Sindir KPU Rahasiakan Dokumen Syarat Capres, Ray Rangkuti: Aneh bin Ajaib Penganut Paham Mulyonoisme
- Dok. Pribadi Ray Rangkuti
VIVA Jakarta - Komisi Pemilihan Umum (KPU) tengah menuai kritik publik karena manuvernya menetapkan keputusan yang merahasiakan 16 dokumen syarat capres dan cawapres. Cara KPU itu dinilai bertentangan dengan prinsip pemilu demokratis.

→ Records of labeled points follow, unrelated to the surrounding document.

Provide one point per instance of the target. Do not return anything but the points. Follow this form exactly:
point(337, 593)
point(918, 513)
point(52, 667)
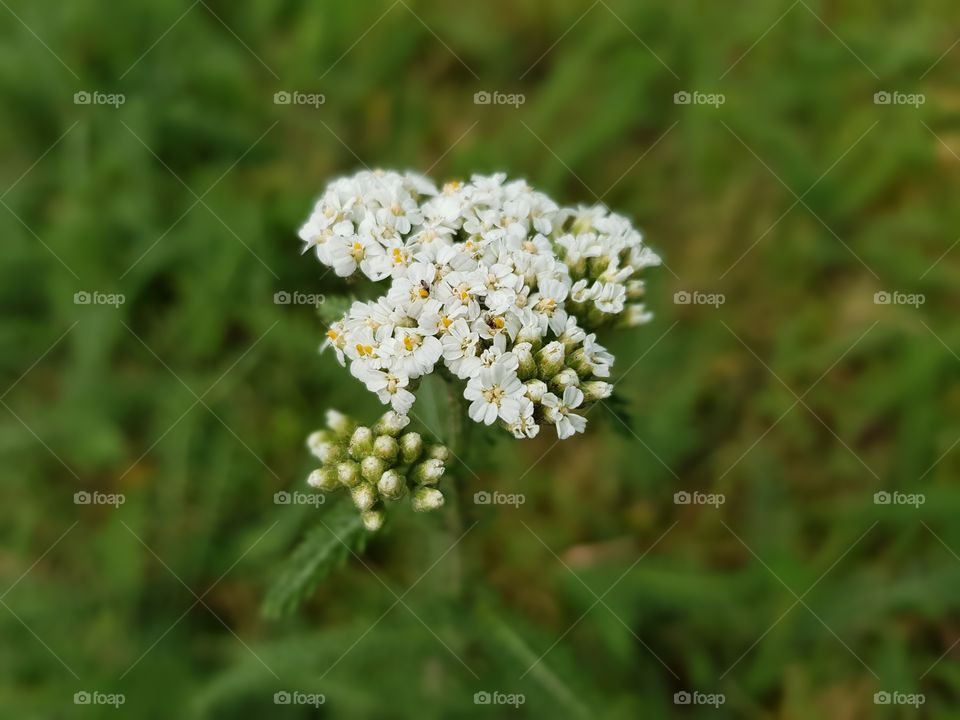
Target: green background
point(798, 398)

Salah satu yang mengkritik keras adalah pengamat politik Ray Rangkuti. Dia heran dengan Surat Keputusan KPU No 731/2025 tentang dokumen capres dan cawapres yang dikecualikan untuk dibuka kepada umum.
Bagi dia, keputusan KPU itu aneh karena dirinya tak punya argumen yang rasional dan progresif.
"Sangat aneh bin ajaib. Saya tidak mendapatkan argumen yang rasional, progresif dan menunjang pemilu yang jurdil di dalamnya," kata Ray saat dikonfirmasi VIVA Jakarta, pada Senin, 15 September 2025.
Ray menyindir aturan ala KPU bertentangan dengan prinsip pemilu demokratis. Dia mengingatkan demokrasi itu menganut prinsip Utama terkait transparansi, partisipasi dan akuntabel.
"Prinsip ini juga diatur dalam UU No 7/2017 Pasal 5 ayat (2), yang menyatakan bahwa penyelenggaraan pemilu dilakukan berdasarkan asas terbuka, akuntabel, dan profesional, serta dalam Pasal 474, yang mengatur partisipasi masyarakat dalam pemantauan dan pengawasan pemilu," lanjut Ray.
{{ photo_id=1354 }}
Pun, ia mengingatkan 16 poin yang dibatasi KPU untuk dapat diakses justru merupakan poin penting dan urgent. Ray mencontohkan dokumen laporan harta kekayaan pribadi capres dan cawapres ke KPK, surat pengadilan belum pernah dipenjara, hingga bukti kelulusan berupa ijazah.
"Yang paling ajaib, ketentuan dimaksud tidak lagi berlaku setelah 5 tahun pemilu. Alias, saat di mana tidak lagi dibutuhkan untuk mengetahui dan menguji keabsahan administratif mereka, baru dokumen yang dimaksud dapat diakses," jelas Ray.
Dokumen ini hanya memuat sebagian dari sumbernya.